Multi-Tier Data Architectures with Matillion ETL
Matillion is a cloud native platform for performing data integration using a Cloud Data Warehouse (CDW). It is flexible enough to support any kind of data model and any kind of data architecture. It is possible to dive right in with the Matillion toolset and get productive quickly, designing and building data transformation and integration jobs.
One important best practice is to build upon the best possible foundation. This applies especially to enterprise scale data integrations, which tend to be the most sophisticated. The overall data architecture of a solution provides this foundation, and is a vital part of automation and long term maintainability.
In this article I will talk through all the most widely used architecture variations in a data integration solution. To begin with, it’s important to distinguish between a data architecture and an application architecture.

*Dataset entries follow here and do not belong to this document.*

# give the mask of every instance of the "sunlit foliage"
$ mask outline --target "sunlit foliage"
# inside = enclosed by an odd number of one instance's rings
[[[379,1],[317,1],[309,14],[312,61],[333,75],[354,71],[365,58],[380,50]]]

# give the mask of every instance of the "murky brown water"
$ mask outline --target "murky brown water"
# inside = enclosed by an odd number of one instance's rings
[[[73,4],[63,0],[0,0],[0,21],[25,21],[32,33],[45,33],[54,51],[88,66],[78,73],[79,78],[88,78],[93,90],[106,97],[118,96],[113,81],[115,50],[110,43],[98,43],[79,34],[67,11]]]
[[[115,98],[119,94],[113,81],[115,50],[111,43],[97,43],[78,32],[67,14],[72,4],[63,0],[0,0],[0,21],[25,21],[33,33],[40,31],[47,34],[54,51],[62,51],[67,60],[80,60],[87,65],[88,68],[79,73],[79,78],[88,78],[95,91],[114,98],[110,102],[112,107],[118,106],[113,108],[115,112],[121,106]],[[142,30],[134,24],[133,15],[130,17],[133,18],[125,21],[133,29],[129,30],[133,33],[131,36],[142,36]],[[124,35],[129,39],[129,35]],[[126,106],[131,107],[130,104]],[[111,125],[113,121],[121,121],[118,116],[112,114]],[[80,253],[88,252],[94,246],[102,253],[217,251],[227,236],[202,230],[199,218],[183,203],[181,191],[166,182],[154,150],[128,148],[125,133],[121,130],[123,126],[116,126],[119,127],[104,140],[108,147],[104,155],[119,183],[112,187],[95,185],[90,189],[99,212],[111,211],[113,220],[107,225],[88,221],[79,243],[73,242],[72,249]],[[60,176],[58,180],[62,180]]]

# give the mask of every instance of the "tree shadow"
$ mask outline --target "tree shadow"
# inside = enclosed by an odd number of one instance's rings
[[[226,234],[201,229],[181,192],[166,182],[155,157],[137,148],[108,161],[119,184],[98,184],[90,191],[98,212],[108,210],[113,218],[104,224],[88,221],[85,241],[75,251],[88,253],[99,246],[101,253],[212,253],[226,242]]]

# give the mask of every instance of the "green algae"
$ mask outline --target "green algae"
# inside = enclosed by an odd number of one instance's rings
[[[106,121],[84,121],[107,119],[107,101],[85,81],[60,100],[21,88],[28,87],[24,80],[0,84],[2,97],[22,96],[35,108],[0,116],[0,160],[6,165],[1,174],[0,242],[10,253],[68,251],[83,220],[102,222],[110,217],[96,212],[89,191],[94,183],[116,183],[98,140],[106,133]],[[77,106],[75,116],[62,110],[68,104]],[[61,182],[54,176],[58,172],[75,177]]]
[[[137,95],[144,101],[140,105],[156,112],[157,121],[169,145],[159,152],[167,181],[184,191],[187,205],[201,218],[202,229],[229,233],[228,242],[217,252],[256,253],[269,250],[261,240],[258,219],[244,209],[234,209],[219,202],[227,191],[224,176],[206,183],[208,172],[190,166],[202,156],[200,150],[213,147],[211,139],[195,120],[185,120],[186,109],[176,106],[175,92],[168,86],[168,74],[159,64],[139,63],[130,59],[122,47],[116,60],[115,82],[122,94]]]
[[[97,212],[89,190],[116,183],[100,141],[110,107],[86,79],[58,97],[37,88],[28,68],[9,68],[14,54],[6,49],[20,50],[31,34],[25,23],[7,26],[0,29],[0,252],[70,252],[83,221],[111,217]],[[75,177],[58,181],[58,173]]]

Data Architecture vs Application Architecture
Much contemporary material on architecture tiers applies to application architectures. There is general advocacy for “three tier” (or “three layer”) patterns which look broadly like this:
There is some kind of presentation interface, such as a web page or an app, that users connect to. It is ultimately backed by some kind of data storage layer – usually implemented as a structured or semi-structured database.
Importantly, the presentation interface is not simply let loose directly on the data. We have moved on from the two tier client-server applications of the 1990s! Instead there is a middle tier that mediates between the two: governing the access requests and interpreting the data correctly for presentation.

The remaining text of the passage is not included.